Luca Azzetta (ultimo editore), si è fondato, per ribadire l’attribuzione dantesca dell’epistola, su elementi strettamente
filologici:
-i testimoni diretti sono tutti tardi (XV-XVII sec.);
-i testimoni indiretti (commenti al poema) sono trecenteschi;
-tutti i testimoni (diretti e indiretti) assegnano l’epistola a Dante;
-la tradizione non dipende da un originale in bella copia predisposto dall’autore e da lui inviato al destinatario, ma da
una copia di lavoro rimasta ad uno stadio provvisorio di elaborazione.
Fiore: poemetto in forma di corona di 232 sonetti composto da un autore fiorentino di fine ’200 o inizio ’300 che parafrasa e
rielabora la sezione narrativa del Roman de la Rose.
-Tramandato adespoto da un solo manoscritto, il poemetto fu oggetto di accese discussioni intorno alla sua attribuzione fin da
quando, nel 1878, Ernesto Monaci diede notizia della sua scoperta, e da quando, nel 1881, esso fu primamente pubblicato.
-Nel 1984 Contini lo avvicina alla figura di Dante, definendo l’opera (insieme al Detto d’amore) «attribuibile a Dante» (nel senso
del latino tribuendus, cioè ‘da attribuire’ con ragionevole certezza).
-Contini si appoggia in prevalenza a prove di natura linguistica e stilistica: il ruolo decisivo è dunque riconosciuto agli elementi
interni, tra i quali si privilegiano
-i riscontri con la Commedia,
-la ripresa di identici passi del Roman tanto nel Fiore quanto nel poema sacro,
-la frequente ricorrenza nella Commedia e nel Fiore di stilemi analoghi e di identiche formule in giaciture ritmico-sintattiche
(«regina delle prove»).
Es. gli occhi torna (Fiore XXVI 9) e con gli occhi torti (If XXIII 76), li occhi torsi (Pd III 21).
Inoltre, i dati reperibili attraverso le moderne banche dati indeboliscono la forza dei riscontri intertestuali di Contini, e tutto
questo (insieme ad altri elementi, tra cui la notevole padronanza del francese che il poema rivela e che difficilmente il giovane
Dante avrebbe potuto avere) ha indotto certi studiosi ad assegnare l’opera a un rimatore trecentesco esperto ma di modesto
livello, che attingerebbe dalla tradizione poetica italiana del Duecento e del primo Trecento, compreso Dante, almeno quello
dell’Inferno.
Dopo quasi 150 anni, la questione del Fiore resta aperta. I nomi proposti in alternativa a Dante (Brunetto Latini o un letterato
della sua cerchia, Rustico Filippi, Dante da Maiano, Lippo Pasci de’ Bardi, Dante o Durante degli Abati, Folgòre da San
Gimignano, Guido Cavalcanti, Cecco Angiolieri, Immanuel Romano, Francesco da Barberino, Antonio Pucci), confermano che è
più facile confutare un’attribuzione che proporne una altrettanto o più convincente.

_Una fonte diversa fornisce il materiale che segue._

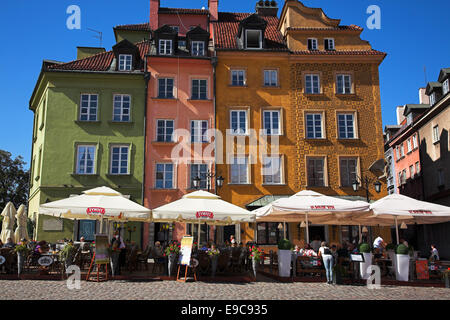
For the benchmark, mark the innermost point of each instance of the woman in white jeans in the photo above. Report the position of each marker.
(327, 258)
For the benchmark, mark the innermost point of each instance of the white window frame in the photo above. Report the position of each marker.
(164, 49)
(166, 91)
(164, 174)
(119, 167)
(246, 39)
(347, 132)
(309, 82)
(271, 131)
(196, 135)
(125, 62)
(89, 107)
(268, 80)
(276, 175)
(314, 114)
(199, 91)
(198, 48)
(343, 77)
(122, 101)
(314, 44)
(239, 73)
(77, 167)
(235, 131)
(236, 162)
(329, 41)
(165, 127)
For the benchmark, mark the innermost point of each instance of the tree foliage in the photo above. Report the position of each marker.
(14, 180)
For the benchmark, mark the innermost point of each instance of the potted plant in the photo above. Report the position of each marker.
(284, 258)
(22, 253)
(364, 248)
(171, 253)
(213, 253)
(402, 263)
(255, 254)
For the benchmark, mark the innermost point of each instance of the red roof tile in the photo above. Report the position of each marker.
(98, 62)
(226, 29)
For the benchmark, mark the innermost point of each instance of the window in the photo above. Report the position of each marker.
(344, 84)
(314, 126)
(446, 86)
(125, 62)
(409, 145)
(329, 44)
(432, 98)
(435, 134)
(85, 159)
(239, 170)
(415, 143)
(88, 108)
(271, 78)
(271, 124)
(198, 130)
(165, 47)
(253, 39)
(316, 174)
(312, 84)
(346, 126)
(119, 159)
(198, 48)
(268, 232)
(238, 78)
(272, 170)
(122, 104)
(164, 176)
(199, 170)
(199, 89)
(348, 167)
(165, 88)
(312, 44)
(440, 177)
(238, 121)
(164, 130)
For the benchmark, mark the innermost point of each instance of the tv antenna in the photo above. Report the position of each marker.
(99, 36)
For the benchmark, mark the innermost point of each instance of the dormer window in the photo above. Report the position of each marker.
(312, 44)
(329, 44)
(125, 62)
(198, 48)
(165, 47)
(253, 39)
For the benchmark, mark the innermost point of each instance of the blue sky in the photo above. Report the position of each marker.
(413, 33)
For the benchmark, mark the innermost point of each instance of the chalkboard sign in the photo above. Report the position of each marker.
(101, 249)
(186, 250)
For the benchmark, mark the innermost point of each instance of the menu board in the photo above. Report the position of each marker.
(101, 249)
(186, 250)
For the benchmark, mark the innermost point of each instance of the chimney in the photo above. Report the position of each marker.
(154, 8)
(423, 98)
(266, 8)
(213, 7)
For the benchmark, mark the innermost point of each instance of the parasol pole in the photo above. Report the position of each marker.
(396, 228)
(307, 229)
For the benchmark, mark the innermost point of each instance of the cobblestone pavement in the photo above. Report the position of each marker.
(263, 289)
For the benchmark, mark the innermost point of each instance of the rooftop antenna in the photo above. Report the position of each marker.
(99, 36)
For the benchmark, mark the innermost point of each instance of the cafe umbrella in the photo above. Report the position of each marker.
(9, 216)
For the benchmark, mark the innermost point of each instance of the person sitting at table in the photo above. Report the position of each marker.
(434, 253)
(9, 244)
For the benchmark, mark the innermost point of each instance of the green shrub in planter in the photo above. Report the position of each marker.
(364, 248)
(402, 249)
(285, 244)
(391, 246)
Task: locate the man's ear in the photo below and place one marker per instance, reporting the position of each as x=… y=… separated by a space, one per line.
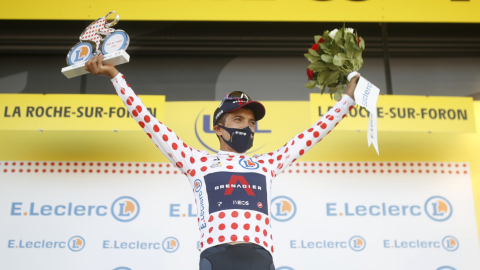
x=218 y=130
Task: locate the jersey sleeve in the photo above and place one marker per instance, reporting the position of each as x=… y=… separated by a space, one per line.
x=178 y=152
x=280 y=159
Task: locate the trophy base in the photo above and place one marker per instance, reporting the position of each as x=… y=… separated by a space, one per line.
x=115 y=59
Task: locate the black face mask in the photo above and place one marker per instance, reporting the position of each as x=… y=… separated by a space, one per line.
x=240 y=140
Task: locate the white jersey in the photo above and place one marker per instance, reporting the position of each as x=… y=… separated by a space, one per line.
x=232 y=191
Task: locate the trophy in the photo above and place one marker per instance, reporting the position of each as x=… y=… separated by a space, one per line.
x=98 y=37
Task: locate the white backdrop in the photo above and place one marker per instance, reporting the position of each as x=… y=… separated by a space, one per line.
x=140 y=216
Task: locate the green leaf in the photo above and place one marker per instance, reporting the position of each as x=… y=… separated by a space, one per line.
x=339 y=59
x=337 y=96
x=332 y=77
x=313 y=52
x=362 y=44
x=317 y=66
x=322 y=76
x=327 y=58
x=310 y=85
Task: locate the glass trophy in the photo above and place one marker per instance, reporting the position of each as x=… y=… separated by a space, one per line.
x=98 y=37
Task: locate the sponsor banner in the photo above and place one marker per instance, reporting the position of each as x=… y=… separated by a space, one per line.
x=71 y=112
x=405 y=113
x=239 y=10
x=117 y=215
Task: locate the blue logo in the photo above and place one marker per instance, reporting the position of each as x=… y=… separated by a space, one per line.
x=438 y=208
x=198 y=185
x=170 y=244
x=357 y=243
x=450 y=243
x=82 y=52
x=283 y=208
x=76 y=243
x=125 y=209
x=115 y=42
x=249 y=164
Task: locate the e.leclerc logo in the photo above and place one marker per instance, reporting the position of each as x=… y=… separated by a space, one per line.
x=170 y=244
x=123 y=209
x=283 y=208
x=356 y=243
x=436 y=208
x=449 y=243
x=75 y=244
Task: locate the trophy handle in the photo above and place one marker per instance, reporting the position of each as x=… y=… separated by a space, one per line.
x=81 y=52
x=114 y=21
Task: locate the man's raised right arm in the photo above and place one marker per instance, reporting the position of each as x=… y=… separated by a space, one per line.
x=164 y=138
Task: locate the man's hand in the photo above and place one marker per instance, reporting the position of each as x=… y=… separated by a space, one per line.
x=352 y=85
x=96 y=67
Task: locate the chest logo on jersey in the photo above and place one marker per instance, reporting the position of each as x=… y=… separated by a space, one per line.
x=235 y=190
x=248 y=163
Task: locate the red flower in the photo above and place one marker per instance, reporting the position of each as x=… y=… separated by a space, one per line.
x=310 y=74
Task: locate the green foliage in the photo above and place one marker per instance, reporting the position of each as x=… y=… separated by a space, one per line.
x=336 y=57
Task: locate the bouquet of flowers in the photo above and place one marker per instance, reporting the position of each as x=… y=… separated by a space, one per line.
x=333 y=56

Va ricordato inoltre che l’attribuzione a Dante del Fiore trascina con sé anche quella del Detto d’amore, un poemetto
trasmesso adespoto dal ms. Ashburnham 1234 bis della BML, che però in origine costituiva un unico codice con l’attuale
manoscritto del Fiore: a parere di molti, infatti, il Fiore e il Detto – che è a sua volta un rifacimento del Roman de la Rose –
sarebbero opera di un medesimo autore.
Le Digital Humanities
Strumenti
CollateX: https://collatex.net/demo/
HTR (handwritten text recognition) es. Transkribus
Edizione critica ipertestuale: punta alla creazione di un ipertesto che consente al lettore di accedere ad una grande
quantità di informazioni che non trovano posto nell’edizione cartacea.